On the same day as the Olympic torch was handed over to a Canadian delegation, Minister of Housing and Social Development Rich Coleman introduced the Assistance to Shelter Act in the BC legislature – a piece of legislation which would give police the power to bring homeless people off the streets when an extreme weather alert is in effect. Though it has a compassionate facade, this policy will be used as a blunt instrument to displace people.

As early as next month, police could forcibly move homeless people to shelters during extreme weather. ‘Extreme weather’ includes extended periods of rain which includes many days in February when the Olympic Games will be held in Vancouver. The timing of this legislation could not be worse – as global attention comes to Vancouver for the 2010 Games, the government is playing politics with peoples lives.

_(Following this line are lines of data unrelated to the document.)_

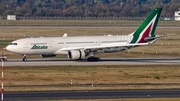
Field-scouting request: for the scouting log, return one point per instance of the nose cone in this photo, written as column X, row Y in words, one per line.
column 4, row 48
column 8, row 48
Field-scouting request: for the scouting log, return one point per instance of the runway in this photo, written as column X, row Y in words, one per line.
column 12, row 96
column 103, row 61
column 80, row 27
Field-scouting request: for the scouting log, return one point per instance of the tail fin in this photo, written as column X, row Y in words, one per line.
column 147, row 28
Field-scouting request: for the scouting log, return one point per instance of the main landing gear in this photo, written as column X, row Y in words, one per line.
column 93, row 59
column 24, row 58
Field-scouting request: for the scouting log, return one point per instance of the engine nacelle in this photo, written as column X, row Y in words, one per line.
column 76, row 54
column 48, row 55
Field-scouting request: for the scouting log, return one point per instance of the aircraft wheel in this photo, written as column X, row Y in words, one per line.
column 93, row 59
column 24, row 59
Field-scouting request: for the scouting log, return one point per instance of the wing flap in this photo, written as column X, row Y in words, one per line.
column 103, row 46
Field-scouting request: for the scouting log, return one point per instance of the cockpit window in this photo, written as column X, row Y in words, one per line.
column 13, row 43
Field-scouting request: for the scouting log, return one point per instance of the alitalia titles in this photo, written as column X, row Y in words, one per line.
column 39, row 47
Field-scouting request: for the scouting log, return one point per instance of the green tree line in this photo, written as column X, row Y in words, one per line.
column 87, row 8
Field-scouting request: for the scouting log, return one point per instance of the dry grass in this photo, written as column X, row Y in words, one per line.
column 59, row 77
column 168, row 47
column 123, row 99
column 81, row 23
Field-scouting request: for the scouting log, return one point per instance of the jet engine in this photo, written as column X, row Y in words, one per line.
column 76, row 54
column 47, row 55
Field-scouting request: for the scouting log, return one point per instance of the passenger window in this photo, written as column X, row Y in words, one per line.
column 13, row 43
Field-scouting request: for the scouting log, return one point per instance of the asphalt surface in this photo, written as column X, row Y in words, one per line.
column 12, row 96
column 103, row 61
column 82, row 27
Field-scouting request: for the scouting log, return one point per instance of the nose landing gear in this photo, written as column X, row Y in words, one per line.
column 24, row 58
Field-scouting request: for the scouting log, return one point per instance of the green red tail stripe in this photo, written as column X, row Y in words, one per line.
column 147, row 28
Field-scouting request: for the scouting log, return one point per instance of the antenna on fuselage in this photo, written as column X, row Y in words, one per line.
column 65, row 35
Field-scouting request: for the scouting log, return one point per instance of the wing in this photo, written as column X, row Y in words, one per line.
column 103, row 46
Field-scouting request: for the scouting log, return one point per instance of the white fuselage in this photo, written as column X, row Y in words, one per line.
column 55, row 45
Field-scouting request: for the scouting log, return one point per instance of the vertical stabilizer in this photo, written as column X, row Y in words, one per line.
column 147, row 28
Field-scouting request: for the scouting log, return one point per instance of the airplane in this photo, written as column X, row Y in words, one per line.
column 77, row 48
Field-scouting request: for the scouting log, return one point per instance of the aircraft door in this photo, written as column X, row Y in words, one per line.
column 50, row 44
column 25, row 44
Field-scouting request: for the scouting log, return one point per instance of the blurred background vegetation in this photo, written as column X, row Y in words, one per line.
column 87, row 8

Last week, the government also announced that people with outstanding warrants would no longer be allowed to access social assistance – a move that will likely result in more petty crime due to the dire situation people will be placed in and increased rates of incarceration for minor offenses including failure to appear.

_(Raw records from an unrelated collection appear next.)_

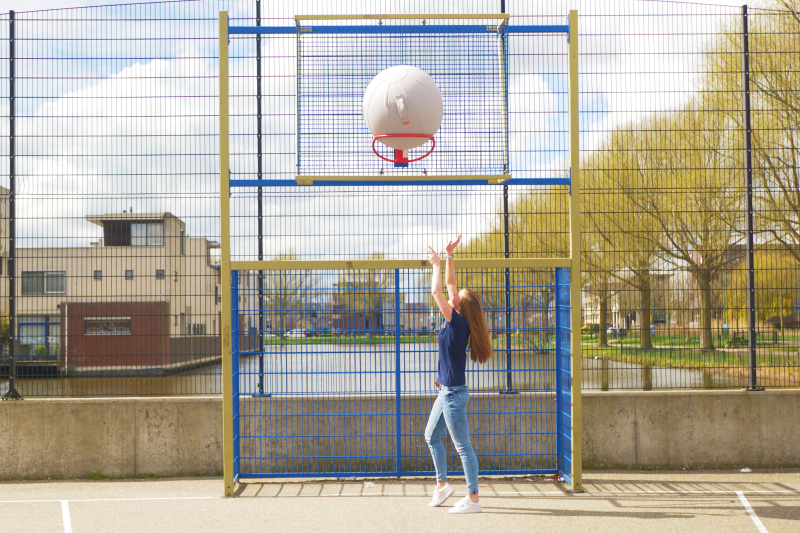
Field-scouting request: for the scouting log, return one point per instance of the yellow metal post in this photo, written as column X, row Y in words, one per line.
column 575, row 254
column 225, row 257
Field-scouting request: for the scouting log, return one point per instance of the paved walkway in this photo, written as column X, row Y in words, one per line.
column 614, row 502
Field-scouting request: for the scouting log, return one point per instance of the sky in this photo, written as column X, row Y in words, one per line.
column 94, row 122
column 32, row 5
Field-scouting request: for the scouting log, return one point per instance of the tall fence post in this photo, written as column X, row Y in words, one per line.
column 260, row 172
column 506, row 248
column 12, row 393
column 398, row 399
column 748, row 159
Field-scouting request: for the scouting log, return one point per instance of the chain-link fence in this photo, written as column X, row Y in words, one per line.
column 109, row 208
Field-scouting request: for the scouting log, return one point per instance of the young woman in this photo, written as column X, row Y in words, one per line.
column 465, row 327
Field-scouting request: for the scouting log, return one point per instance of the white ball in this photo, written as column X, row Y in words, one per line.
column 402, row 99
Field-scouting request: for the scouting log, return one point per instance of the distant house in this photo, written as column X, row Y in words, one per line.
column 144, row 297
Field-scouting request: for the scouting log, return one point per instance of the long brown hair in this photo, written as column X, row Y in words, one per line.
column 479, row 341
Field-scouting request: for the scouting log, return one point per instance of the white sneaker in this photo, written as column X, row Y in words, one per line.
column 440, row 495
column 466, row 505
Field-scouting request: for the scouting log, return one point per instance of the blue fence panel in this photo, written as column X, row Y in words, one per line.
column 349, row 363
column 235, row 376
column 564, row 374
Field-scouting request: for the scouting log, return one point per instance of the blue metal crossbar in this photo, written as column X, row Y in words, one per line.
column 345, row 381
column 407, row 29
column 378, row 182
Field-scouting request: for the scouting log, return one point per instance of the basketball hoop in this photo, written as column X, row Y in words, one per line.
column 400, row 157
column 398, row 100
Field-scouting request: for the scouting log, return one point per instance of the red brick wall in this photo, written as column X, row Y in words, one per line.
column 147, row 345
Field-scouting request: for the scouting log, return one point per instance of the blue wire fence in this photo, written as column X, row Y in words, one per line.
column 344, row 381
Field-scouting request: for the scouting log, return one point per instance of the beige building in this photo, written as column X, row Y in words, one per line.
column 143, row 288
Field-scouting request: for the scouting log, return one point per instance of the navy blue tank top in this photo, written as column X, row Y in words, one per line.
column 453, row 338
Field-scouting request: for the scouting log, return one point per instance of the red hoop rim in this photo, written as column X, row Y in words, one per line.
column 389, row 135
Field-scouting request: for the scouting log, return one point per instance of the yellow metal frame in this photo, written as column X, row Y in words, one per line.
column 225, row 257
column 573, row 262
column 575, row 255
column 497, row 179
column 499, row 16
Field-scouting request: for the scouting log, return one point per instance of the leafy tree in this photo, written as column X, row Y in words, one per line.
column 287, row 293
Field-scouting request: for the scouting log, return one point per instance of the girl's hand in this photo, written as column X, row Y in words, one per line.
column 433, row 257
column 452, row 245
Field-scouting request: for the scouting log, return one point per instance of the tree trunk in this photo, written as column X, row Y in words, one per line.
column 644, row 309
column 703, row 279
column 602, row 334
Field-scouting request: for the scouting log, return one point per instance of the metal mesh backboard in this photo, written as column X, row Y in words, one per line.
column 334, row 69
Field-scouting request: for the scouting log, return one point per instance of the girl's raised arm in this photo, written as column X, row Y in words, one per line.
column 436, row 285
column 450, row 273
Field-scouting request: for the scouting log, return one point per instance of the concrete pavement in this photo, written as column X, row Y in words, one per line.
column 613, row 501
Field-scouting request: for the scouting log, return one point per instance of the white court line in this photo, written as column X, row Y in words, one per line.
column 753, row 515
column 541, row 493
column 65, row 516
column 117, row 499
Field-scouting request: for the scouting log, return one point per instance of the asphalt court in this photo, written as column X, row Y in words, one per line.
column 613, row 501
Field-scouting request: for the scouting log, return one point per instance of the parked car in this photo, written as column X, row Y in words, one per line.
column 299, row 333
column 620, row 333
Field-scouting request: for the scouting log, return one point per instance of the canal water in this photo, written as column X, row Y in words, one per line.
column 369, row 368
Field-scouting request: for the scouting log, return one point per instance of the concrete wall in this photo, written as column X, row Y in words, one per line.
column 70, row 438
column 691, row 429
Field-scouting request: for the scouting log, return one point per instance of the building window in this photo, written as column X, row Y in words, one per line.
column 147, row 234
column 108, row 326
column 44, row 282
column 39, row 336
column 197, row 329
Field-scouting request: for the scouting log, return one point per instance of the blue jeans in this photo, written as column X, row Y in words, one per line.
column 450, row 409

Earlier in the week, the government announced that BC Place would be given a new $450 million dollar roof. Olympic security alone will cost $900 million. The province has refused to bring in tenancy protections while the City has established an inadequate policy framework to protect tenants during the 2010 Olympics. If the federal, provincial and civic governments were serious about addressing homelessness, they would be willing to make significant investments in social housing and make the policy changes that are required.

Despite the fact that an Inner City Inclusive Commitment Statement was signed during the Olympic bid process and assurances around civil liberties were given, the provincial government is moving ahead with regressive policies that will do more harm than good.

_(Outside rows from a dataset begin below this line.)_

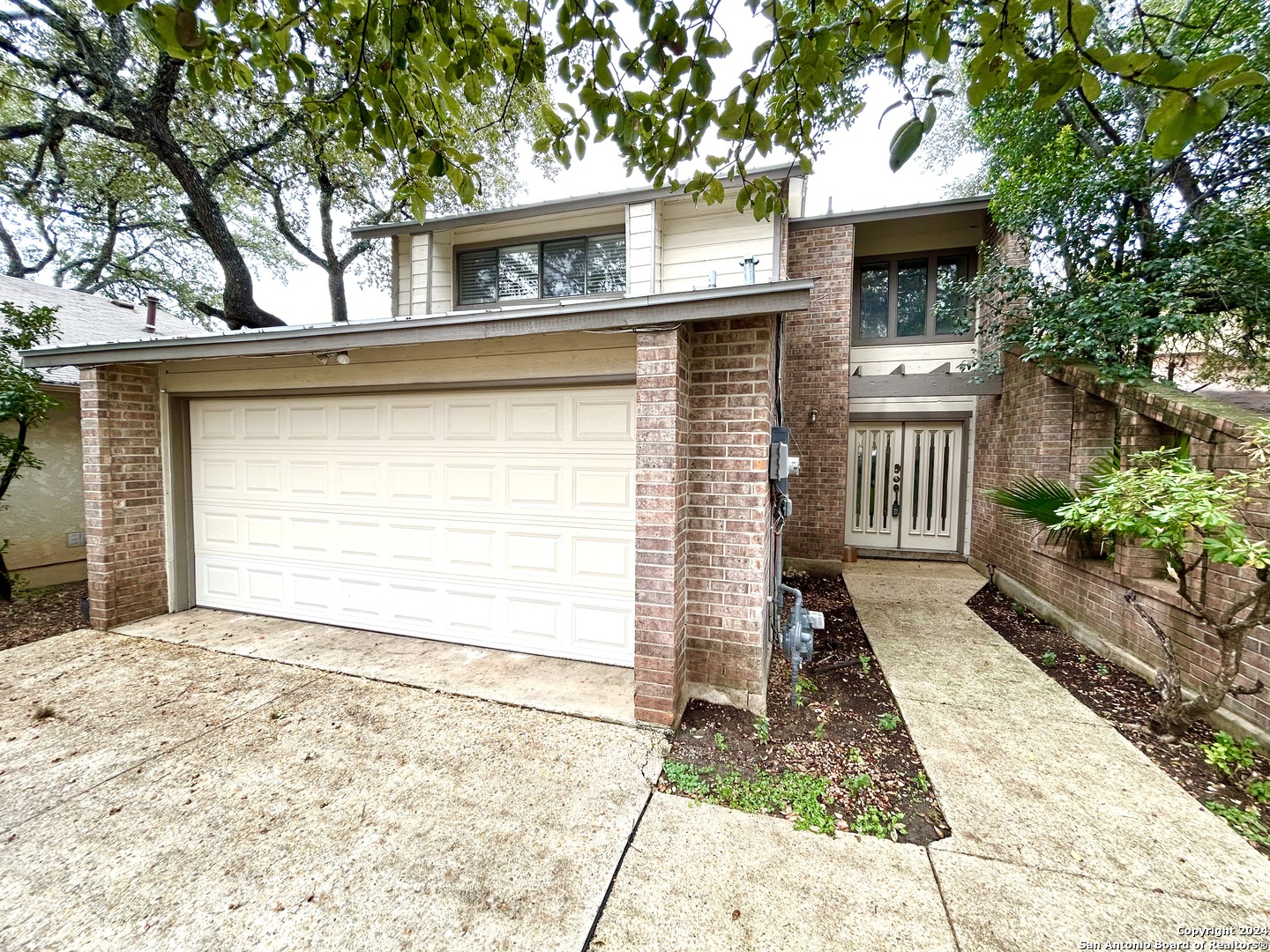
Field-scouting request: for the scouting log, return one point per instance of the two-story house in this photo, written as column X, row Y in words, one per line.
column 557, row 443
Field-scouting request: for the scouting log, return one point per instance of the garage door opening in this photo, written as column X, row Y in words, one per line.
column 496, row 518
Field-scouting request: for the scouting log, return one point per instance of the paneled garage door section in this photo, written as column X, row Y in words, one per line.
column 502, row 519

This provincial government completely decimated the Homes BC program in 2002 – a program that was building 1,200 units annually. This government completely axed social programs in its first mandate to such a degree that homelessness has more than doubled since the Olympics were awarded to Vancouver. This government has a $250 million endowment for social housing that could be used immediately to build social housing.

A homeless person dies every 12 days in BC. This policy will do very little to affect this statistic. If anything, this policy will drive people further underground, placing them at greater risk.

Police are not social workers. They are not trained or equipped to deal with these types of situations adequately. By criminalizing homelessness and completely ignoring the Charter of Rights and Freedoms, the government have made front-line police officers the decision-makers over peoples’ personal lives. At the same as funding for outreach workers is being cut, police will now carry out this work.

There is no civilian oversight body over this new policy regime. The police complaints process is currently being boycotted by the BC Civil Liberties Association, the Pivot Legal Society and VANDU.

The government has not moved on the recommendations of the Frank Paul Inquiry. Retired Justice William Davies delivered a comprehensive report that included the establishment of a civilian operated sobering centre.

By taking a draconian, heavy-handed and simplistic approach to dealing with complex public policy issues, the government has erred in a fundamental way and diminished its credibility substantially.

There will be many, many protests. The courts will strike this down. This is an attack on poor people.

Public policy interventions, if they are to be sustainable, must deal with root causes. The government, in its haste to sweep the homeless underground before the Olympics, should prepare themselves for a major blowback.

This is the same Minister who only months ago closed down two low barrier shelters in Downtown South – and now this?

The Olympic project is being advanced by violating the rights of citizens. This is fundamentally unacceptable.

Why is the media treating Minister Coleman with such kid gloves?